German Phono Museum
- Established: 15 July 2011
- Location: Sankt Georgen im Schwarzwald, Deutschland
- Coordinates: 48°07′32″N 8°19′55″E﻿ / ﻿48.1255°N 8.3320°E
- Visitors: 5000
- Website: www.deutsches-phono-museum.de

= German Phono Museum =

Museum in Germany

The German Phono Museum (Deutsche Phonomuseum) is a museum in Baden-Württemberg in the town of Sankt Georgen im Schwarzwald.

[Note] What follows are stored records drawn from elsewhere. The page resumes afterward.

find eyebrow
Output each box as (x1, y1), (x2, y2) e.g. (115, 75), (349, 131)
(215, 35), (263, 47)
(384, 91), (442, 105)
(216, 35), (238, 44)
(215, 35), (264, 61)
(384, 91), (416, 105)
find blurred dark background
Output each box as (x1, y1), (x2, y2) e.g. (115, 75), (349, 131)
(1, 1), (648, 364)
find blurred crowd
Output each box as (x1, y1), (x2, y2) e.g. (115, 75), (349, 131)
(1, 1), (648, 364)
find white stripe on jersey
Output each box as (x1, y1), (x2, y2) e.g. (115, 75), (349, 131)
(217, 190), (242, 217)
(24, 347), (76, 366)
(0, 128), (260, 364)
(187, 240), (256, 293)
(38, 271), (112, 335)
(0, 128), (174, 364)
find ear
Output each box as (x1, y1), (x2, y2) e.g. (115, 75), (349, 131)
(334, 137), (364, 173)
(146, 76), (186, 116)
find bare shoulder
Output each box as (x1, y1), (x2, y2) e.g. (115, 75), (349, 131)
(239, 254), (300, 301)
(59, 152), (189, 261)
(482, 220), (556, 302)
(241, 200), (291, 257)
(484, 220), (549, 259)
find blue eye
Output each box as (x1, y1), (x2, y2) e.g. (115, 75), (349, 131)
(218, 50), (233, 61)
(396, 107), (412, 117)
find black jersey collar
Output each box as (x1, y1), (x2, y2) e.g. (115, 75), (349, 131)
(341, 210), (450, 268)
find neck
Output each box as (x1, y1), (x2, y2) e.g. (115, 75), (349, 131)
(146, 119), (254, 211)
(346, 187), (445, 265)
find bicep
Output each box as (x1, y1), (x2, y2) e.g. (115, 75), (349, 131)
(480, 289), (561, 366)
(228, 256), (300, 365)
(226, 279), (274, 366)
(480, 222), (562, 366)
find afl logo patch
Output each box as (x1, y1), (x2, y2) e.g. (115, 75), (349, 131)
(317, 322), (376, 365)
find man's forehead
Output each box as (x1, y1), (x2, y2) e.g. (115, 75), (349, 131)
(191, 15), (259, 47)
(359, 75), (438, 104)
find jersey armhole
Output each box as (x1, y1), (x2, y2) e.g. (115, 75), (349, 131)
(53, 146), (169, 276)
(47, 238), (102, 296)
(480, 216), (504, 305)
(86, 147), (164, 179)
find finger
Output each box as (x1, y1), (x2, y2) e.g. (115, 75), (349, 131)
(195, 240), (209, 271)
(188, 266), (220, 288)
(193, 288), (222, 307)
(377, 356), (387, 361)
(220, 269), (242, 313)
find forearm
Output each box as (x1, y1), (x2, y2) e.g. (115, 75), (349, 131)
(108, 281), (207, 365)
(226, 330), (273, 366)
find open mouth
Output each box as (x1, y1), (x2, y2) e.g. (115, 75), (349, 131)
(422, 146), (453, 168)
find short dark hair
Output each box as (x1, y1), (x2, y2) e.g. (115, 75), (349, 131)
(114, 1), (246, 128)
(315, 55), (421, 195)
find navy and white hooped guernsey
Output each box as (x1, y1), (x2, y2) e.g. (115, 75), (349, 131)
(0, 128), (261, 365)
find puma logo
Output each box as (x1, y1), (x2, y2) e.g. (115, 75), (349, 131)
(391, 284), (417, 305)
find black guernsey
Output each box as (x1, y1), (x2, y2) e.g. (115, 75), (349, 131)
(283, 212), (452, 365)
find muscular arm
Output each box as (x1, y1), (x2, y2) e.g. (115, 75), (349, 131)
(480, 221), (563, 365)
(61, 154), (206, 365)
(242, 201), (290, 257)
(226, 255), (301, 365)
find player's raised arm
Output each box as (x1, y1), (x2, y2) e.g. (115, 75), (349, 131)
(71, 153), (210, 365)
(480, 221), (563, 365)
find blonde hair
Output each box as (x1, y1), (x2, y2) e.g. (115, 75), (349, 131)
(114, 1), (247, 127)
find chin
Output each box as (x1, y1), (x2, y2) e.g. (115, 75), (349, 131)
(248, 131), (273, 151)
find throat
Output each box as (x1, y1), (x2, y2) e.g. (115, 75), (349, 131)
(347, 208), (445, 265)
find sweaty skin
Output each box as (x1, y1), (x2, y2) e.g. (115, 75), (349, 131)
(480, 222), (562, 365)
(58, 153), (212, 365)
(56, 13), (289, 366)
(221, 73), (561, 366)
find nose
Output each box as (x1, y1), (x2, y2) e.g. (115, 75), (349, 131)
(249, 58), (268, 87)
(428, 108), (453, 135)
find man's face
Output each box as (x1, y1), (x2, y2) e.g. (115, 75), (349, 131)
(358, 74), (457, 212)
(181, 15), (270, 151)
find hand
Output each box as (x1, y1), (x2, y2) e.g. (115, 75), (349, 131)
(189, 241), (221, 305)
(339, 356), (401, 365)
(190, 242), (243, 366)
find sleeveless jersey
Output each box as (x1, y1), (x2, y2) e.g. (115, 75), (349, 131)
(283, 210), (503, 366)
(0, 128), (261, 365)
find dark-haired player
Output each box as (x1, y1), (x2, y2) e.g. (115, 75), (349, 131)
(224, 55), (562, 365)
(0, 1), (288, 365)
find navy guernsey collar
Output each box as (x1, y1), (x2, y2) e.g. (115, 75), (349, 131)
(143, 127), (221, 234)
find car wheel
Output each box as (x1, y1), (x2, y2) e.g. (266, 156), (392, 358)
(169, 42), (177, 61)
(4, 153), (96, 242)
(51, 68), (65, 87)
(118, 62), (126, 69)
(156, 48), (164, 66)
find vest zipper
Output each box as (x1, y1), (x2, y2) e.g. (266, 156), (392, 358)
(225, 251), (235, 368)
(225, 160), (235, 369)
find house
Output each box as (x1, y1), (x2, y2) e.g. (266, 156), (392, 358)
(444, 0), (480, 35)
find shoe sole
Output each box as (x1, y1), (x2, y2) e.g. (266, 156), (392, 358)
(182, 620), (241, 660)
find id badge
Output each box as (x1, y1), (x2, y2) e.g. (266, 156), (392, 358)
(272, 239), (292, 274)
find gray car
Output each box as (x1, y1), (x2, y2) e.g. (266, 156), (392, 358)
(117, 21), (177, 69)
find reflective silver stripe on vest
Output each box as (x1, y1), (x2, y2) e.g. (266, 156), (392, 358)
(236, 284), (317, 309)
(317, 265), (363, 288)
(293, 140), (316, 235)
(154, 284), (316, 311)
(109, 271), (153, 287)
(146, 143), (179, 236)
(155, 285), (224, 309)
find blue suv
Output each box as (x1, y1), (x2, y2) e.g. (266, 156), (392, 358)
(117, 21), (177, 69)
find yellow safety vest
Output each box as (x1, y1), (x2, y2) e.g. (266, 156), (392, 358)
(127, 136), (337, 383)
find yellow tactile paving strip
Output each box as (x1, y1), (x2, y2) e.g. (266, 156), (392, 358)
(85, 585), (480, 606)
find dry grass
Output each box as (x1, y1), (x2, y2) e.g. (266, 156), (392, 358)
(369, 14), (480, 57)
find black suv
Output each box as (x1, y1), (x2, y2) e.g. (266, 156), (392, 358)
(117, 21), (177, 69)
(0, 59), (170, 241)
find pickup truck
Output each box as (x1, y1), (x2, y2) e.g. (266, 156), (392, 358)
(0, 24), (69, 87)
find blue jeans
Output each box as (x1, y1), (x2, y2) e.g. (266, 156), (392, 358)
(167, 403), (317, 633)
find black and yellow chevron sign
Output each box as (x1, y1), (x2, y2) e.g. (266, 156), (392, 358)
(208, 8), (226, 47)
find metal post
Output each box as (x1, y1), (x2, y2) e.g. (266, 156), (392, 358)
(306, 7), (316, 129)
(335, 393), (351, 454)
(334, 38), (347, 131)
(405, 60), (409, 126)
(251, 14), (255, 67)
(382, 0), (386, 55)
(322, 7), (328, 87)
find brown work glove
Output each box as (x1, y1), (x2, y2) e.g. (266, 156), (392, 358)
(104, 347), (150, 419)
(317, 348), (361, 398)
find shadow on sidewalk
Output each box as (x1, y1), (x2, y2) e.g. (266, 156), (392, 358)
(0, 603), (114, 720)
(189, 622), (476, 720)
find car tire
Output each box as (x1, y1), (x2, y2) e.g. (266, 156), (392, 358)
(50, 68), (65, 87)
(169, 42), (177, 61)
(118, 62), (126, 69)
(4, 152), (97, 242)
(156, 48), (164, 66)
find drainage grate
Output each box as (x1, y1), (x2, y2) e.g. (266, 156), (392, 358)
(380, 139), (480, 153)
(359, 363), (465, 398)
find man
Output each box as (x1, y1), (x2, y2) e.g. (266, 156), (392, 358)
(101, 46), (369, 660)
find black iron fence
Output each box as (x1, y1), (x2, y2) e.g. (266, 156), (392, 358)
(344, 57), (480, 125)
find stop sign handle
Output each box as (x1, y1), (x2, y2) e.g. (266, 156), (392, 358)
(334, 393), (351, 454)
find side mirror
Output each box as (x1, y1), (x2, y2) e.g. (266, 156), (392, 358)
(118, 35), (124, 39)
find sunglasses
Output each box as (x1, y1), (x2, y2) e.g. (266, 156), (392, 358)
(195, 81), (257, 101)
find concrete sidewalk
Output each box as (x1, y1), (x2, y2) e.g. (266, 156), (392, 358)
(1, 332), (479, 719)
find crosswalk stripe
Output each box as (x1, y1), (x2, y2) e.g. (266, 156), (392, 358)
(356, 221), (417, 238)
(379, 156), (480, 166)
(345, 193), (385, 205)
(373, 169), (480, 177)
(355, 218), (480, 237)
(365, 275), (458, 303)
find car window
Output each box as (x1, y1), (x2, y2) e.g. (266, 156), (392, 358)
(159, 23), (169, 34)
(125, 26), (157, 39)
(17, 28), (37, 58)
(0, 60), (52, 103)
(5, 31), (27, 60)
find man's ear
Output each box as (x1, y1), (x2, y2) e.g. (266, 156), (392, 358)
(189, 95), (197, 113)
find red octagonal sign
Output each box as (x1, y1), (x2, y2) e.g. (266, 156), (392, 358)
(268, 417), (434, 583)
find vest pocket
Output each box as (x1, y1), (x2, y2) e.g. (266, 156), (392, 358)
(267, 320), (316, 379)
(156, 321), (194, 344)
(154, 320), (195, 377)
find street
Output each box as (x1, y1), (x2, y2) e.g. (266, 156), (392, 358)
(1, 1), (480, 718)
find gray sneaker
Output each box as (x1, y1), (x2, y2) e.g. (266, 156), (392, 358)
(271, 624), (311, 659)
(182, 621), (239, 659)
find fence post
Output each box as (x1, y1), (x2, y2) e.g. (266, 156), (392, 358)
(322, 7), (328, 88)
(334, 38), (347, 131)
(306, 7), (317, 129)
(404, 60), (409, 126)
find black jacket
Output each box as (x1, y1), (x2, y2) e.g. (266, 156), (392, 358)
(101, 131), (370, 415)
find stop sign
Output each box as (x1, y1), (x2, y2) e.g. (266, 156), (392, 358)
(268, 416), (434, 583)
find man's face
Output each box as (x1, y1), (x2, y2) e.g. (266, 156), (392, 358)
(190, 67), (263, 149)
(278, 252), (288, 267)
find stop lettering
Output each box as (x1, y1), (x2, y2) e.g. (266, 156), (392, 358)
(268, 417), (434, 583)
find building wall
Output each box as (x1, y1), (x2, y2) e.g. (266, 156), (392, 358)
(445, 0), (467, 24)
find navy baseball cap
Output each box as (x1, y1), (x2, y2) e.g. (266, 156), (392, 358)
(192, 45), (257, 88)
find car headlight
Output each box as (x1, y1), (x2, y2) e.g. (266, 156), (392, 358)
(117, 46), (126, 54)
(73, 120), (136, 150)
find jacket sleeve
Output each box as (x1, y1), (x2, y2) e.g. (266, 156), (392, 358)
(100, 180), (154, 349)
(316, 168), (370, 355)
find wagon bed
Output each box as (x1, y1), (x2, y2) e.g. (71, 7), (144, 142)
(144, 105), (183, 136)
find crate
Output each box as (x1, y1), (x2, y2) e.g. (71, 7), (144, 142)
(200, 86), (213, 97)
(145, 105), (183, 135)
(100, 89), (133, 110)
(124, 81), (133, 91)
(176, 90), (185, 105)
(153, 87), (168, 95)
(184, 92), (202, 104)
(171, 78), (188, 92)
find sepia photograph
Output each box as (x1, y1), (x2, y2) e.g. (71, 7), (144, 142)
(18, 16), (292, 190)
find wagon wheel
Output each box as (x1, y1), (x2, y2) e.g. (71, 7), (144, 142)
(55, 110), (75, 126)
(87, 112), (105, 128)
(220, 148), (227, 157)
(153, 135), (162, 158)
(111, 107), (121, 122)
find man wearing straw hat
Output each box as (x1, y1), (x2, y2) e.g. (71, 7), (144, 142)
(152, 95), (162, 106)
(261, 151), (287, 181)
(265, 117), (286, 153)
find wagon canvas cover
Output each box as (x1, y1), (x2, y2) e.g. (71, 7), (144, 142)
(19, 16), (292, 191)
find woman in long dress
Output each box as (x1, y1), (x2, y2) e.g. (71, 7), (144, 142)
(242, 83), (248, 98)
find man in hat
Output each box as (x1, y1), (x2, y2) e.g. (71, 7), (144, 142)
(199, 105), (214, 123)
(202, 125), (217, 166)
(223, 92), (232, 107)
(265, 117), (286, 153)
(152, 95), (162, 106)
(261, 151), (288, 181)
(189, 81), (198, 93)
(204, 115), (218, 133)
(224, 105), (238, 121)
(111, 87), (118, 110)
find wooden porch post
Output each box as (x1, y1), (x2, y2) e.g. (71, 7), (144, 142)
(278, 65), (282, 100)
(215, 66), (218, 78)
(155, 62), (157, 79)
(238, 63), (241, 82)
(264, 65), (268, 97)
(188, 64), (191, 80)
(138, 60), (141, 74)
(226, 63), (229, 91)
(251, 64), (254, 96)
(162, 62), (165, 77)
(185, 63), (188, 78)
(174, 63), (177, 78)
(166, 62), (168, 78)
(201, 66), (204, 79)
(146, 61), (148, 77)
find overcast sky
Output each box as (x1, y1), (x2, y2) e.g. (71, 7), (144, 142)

The museum portrays the history of the music industry, beginning with phonographs and continuing right up to the modern CD. In the museum, in addition to old record players that were produced by local firms, Dual and Perpetuum-Ebner (PE), there are gramophones, which were the predecessors of the record player. Television sets from the 1930s to the 1960s, and more recent devices such as portable cassette players and the Walkman, and video recording equipment such as VHS and Betamax recorders, as well as professional radio and television equipment are also exhibited.

The museum was opened for the first time on 15 July 2011, and in 2015, there were about 5000 visitors. The museum is located in the former department store, Brigau. It is open from Tuesday to Sunday. Group guided tours may be booked in advance.